DBWI: North Japan was never a communist state.

However, once Nosaka-san passed away in 1993, the Communist government of northern Japan rapidly collapsed, and by 2000, Japan's four home islands were finally unified as a single country again. :)

Today, there is much construction going in northern Japan, especially the long-dreamed of high-speed Shinkansen line from Tokyo to Sapporo. We were actually very fortunate that despite the sad and tragic use of prison labor, the tunnels for this new line from just west of Sapporo all the way to just north of Hakodate are essentially complete--Nosaka-san had them built between 1975 and 1993 as part of a very ambitious project to build a railway line from Sapporo all the way to northern Tokyo. It's only right now awaiting the opening of the Tsugaru Strait Tunnel, which just started running test trains recently.

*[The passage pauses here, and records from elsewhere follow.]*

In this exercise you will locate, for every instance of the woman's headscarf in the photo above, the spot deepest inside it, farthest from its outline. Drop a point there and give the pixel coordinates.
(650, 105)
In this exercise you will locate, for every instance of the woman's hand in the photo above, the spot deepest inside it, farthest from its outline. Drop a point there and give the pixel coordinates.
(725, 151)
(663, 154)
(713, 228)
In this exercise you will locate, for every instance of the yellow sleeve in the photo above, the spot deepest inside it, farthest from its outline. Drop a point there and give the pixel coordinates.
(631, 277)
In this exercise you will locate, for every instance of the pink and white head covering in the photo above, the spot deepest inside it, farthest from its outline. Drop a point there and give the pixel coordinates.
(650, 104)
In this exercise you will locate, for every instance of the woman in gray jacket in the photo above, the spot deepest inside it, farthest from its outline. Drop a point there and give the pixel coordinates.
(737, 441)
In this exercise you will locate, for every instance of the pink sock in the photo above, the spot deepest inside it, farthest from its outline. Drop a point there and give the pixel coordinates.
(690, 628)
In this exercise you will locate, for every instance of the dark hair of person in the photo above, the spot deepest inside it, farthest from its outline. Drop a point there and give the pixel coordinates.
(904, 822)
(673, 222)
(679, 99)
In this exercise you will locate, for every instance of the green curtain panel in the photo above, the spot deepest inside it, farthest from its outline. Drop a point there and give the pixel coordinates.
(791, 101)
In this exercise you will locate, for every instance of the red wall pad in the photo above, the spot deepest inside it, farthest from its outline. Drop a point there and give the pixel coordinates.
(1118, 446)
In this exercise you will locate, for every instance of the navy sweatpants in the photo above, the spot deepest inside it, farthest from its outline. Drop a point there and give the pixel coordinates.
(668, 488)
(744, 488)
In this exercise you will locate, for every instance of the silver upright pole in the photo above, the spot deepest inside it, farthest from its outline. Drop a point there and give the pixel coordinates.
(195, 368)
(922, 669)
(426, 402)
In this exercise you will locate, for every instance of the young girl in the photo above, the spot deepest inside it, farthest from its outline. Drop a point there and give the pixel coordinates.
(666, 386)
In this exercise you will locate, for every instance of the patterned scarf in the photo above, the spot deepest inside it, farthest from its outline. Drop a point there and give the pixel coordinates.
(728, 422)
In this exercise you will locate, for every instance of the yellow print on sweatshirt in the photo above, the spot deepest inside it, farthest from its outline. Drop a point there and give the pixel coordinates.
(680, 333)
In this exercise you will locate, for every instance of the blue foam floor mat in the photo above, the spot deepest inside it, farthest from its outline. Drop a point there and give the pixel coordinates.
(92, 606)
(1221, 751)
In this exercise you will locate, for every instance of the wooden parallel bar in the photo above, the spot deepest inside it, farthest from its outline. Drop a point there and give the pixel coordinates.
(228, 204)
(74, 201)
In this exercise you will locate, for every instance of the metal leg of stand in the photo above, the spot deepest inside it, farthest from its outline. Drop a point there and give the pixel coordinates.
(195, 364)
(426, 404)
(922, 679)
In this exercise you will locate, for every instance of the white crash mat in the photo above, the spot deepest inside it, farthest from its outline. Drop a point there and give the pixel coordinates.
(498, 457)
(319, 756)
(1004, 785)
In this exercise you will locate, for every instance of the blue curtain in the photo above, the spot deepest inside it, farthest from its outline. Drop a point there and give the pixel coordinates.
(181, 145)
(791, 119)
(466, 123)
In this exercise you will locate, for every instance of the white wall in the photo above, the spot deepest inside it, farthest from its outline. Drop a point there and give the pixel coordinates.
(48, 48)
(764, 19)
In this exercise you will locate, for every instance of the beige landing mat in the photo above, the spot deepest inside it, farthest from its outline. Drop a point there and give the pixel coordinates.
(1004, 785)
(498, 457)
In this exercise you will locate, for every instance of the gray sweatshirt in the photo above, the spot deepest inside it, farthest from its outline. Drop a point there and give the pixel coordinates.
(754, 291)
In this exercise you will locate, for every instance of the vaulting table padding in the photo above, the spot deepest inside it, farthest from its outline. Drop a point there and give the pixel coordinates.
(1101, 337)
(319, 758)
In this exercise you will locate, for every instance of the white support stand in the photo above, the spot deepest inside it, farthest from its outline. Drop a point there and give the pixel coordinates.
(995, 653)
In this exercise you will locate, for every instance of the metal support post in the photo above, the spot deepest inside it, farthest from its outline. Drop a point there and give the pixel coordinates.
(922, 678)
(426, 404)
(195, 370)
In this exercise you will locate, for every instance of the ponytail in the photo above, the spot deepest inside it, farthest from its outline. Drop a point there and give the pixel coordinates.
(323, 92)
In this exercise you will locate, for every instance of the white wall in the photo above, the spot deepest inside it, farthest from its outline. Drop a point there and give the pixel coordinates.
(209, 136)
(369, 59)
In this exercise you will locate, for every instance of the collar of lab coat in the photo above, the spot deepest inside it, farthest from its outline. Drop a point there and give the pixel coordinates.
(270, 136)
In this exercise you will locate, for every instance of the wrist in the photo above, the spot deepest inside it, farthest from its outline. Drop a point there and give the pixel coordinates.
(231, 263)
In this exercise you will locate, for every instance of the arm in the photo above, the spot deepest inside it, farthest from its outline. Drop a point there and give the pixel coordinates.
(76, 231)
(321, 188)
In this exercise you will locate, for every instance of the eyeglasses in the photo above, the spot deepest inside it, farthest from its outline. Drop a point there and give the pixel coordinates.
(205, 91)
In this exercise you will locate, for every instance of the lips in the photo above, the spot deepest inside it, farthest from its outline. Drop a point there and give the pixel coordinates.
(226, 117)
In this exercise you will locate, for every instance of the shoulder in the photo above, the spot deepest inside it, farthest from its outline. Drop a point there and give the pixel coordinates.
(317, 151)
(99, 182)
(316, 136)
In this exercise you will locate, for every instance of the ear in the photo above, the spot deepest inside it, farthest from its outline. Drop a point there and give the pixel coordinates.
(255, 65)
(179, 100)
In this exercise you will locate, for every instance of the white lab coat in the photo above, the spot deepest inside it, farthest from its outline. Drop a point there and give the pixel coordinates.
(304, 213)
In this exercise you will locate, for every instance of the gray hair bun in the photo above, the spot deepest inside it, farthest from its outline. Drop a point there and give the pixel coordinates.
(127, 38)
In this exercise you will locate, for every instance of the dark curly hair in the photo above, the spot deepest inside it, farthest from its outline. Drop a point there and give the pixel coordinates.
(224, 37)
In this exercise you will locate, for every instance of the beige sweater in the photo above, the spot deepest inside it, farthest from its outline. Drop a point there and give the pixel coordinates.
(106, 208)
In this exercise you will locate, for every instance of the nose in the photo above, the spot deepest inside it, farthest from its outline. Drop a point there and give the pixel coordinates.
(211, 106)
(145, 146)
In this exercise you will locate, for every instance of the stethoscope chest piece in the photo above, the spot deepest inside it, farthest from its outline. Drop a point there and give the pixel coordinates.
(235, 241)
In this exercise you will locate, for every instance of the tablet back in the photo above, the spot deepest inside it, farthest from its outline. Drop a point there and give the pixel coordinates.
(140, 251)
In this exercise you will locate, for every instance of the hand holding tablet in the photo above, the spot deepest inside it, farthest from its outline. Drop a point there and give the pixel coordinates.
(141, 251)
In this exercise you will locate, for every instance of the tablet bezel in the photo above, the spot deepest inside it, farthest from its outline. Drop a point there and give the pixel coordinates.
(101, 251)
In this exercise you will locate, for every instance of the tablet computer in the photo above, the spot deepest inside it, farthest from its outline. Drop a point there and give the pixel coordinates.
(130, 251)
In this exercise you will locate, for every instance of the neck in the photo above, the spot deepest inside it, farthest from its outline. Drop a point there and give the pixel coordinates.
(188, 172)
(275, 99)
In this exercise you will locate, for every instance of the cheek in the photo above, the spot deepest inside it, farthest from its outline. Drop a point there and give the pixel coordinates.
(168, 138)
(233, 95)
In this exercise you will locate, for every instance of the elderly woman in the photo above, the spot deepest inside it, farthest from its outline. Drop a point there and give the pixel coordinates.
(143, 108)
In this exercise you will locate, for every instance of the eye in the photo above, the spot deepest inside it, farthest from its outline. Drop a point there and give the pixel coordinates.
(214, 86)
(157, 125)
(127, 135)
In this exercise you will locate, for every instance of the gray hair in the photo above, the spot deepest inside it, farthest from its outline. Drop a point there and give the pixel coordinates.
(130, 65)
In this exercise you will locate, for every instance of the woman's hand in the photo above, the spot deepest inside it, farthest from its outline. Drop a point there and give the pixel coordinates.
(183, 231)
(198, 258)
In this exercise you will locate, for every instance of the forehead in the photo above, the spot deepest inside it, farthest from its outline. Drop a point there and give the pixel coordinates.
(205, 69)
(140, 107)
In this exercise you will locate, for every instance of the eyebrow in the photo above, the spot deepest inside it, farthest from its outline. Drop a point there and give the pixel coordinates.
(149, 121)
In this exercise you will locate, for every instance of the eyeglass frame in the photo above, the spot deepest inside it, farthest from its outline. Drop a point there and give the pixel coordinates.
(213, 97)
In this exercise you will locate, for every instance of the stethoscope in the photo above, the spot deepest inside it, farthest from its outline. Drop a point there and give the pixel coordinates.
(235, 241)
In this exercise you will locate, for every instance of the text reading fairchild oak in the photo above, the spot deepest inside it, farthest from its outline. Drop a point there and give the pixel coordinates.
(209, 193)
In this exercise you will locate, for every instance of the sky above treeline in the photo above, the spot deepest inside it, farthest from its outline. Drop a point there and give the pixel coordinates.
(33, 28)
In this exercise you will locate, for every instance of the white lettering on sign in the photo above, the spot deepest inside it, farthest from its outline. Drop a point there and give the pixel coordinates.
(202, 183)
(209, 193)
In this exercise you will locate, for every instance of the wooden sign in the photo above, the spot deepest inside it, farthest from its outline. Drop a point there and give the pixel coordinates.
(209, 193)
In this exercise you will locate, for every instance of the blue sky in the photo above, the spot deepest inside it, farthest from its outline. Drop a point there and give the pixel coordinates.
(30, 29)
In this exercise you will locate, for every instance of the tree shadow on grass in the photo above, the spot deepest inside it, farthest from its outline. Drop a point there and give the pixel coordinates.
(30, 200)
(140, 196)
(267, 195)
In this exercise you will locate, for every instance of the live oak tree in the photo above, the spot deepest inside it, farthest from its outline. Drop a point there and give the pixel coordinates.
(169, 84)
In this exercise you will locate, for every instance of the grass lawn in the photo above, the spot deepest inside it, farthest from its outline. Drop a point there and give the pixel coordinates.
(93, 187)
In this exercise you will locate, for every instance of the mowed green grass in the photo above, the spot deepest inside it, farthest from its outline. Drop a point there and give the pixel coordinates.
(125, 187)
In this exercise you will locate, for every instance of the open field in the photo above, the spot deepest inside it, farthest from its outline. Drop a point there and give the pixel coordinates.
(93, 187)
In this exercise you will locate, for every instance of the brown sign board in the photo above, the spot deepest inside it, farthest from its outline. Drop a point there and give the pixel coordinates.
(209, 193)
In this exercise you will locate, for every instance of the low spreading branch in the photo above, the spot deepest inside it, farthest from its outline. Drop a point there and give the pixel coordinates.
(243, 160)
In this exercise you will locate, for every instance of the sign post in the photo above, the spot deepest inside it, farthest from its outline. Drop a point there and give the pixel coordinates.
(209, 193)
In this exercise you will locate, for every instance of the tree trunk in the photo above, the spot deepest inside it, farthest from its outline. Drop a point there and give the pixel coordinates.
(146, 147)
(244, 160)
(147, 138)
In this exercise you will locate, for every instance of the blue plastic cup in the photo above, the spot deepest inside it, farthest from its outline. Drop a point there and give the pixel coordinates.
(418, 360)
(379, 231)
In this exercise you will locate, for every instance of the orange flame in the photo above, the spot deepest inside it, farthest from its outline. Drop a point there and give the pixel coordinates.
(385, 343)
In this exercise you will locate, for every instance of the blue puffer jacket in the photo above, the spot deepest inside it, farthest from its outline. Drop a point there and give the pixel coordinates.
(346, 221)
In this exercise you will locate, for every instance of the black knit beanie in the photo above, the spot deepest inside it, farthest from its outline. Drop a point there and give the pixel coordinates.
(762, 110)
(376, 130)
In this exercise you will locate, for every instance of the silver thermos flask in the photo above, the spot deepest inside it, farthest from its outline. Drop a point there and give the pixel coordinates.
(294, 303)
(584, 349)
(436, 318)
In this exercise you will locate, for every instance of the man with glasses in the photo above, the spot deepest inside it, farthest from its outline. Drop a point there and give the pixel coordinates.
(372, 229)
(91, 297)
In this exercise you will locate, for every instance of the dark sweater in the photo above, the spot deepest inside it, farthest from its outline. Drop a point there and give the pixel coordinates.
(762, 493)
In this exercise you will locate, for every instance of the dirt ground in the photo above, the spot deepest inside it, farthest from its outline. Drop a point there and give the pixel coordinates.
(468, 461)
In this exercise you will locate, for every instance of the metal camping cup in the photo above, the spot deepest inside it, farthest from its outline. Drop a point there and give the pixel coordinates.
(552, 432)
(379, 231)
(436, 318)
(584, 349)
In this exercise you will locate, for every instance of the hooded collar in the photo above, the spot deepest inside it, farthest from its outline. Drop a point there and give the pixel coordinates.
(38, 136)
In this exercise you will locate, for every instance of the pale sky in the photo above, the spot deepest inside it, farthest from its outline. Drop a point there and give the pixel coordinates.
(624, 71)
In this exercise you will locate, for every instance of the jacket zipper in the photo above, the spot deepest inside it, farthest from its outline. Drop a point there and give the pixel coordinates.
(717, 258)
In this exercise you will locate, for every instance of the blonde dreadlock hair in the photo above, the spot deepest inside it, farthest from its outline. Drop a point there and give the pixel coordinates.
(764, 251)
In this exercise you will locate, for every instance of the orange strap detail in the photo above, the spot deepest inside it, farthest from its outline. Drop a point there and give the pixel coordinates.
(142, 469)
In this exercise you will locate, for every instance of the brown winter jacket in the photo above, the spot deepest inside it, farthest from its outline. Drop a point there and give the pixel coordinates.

And now, there is now talk of moving the government back to Tokyo, and the current Emperor--who ascended to the throne in 2015 after his father's passing--is studying the idea of moving the Imperial Palace back to Tokyo on the grounds of Edo Park (OOC: the OTL Imperial Palace grounds west of Tokyo Station).
 
What would change about the relationship between Japan and its neighbors in Asia?

That depends what the prospective government of unified Japan is like. OTL, South Japan's leaders have been very apologetic about the Empire's war-record, even to the point of paying reparations to the families of 'comfort women' from the SE Asian nations. OK, China and Korea don't give them any props for that, but a willingness to accept wrongdoing coupled with how important Japanese companies are to the economies of SE Asia did melt a lot of ice with those countries...as seen by the Pact of Bangkok, or 'SEATO Mark II' as everyone calls it.

And without that...heck, we might have seen Communism spread to SE Asia.
 
One could argue that a desire to see Japan punished harshly is one of the few things that unites the two Chinas (the Nanking-based Republic of China and the Peking-based Worker's Republic of China).
 
One could argue that a desire to see Japan punished harshly is one of the few things that unites the two Chinas (the Nanking-based Republic of China and the Peking-based Worker's Republic of China).

This despite North Japan and the WRC supposedly being 'fraternal Socialist comrades' up until the First Citizen's death :p

But yeah, good luck with that... With the Pact of Bangkok, with a booming economy and with a strong military...one could argue that South Japan won in peace what the old Empire never could in war.